Il più perverso è 45, cioè i giorni della custodia cautelare prolungata ieri per l’ennesima volta. Il più straziante è 30, che sono gli anni che Patrick Zaki compirà in carcere — dormendo per terra in una cella di Tora, prigione il cui nome significa violenze e abusi. Il più offensivo, anche per tutti noi, è «quasi 500». Meglio «quasi 500», invece di contare, perché viene troppa rabbia a sfogliare il calendario per scoprire quante sere il ragazzo egiziano che studiava a Bologna non abbia visto tramontare il sole.
Il 7 febbraio 2020 è stato arrestato con accuse pretestuose: accuse che dittature come quella di Al Sisi usano come un’arma micidiale di distruzione delle persone. Un post su internet (sempre che sia vero) diventa un incitamento a «rovesciare il regime». Storie vecchie come l’inferno.
È vero che «i vicini di casa uno non se li sceglie», come ripeteva sempre, pragmaticamente, un navigatore astuto del Mediterraneo come Giulio Andreotti.
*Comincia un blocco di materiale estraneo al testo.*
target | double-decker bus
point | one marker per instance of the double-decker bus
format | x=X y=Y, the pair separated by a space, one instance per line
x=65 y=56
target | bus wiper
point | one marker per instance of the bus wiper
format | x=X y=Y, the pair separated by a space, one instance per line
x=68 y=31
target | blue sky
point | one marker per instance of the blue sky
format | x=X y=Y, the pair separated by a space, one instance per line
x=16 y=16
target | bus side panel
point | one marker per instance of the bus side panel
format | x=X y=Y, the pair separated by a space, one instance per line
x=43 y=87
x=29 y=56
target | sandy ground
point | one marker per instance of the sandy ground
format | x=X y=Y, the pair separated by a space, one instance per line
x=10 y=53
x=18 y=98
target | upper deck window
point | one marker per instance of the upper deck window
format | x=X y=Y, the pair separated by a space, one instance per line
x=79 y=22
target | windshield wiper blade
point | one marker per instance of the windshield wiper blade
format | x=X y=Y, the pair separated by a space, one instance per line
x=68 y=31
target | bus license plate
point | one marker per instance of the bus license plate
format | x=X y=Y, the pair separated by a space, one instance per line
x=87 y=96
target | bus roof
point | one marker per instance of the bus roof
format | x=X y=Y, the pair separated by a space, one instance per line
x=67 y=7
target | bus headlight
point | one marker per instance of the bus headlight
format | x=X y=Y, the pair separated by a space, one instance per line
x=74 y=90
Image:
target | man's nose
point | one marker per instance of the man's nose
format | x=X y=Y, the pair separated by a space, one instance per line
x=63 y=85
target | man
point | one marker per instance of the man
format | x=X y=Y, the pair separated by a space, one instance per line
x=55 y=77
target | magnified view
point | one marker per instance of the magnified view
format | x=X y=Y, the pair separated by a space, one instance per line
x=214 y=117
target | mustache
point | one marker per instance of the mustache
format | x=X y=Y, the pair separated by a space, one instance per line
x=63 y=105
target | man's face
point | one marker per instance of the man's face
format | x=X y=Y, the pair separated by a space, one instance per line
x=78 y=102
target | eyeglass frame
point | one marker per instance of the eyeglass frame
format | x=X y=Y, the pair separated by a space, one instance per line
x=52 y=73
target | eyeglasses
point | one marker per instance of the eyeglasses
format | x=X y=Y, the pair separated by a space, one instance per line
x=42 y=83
Ma se parli troppo piano, nessuno di loro ti sente.
Sembra impossibile che non si sia ancora trovato il modo di convincere la leadership egiziana a rendere conto del proprio operato e ad avere un po’ di rispetto umano per un giovane che vuole bene all’Italia e a cui l’Italia vuole bene.
Perché la mozione del Parlamento sulla concessione della cittadinanza (provvedimento che potrebbe aiutare) è rimasta in un cassetto di Palazzo Chigi? Siamo stanchi di domande, è venuto il momento delle risposte.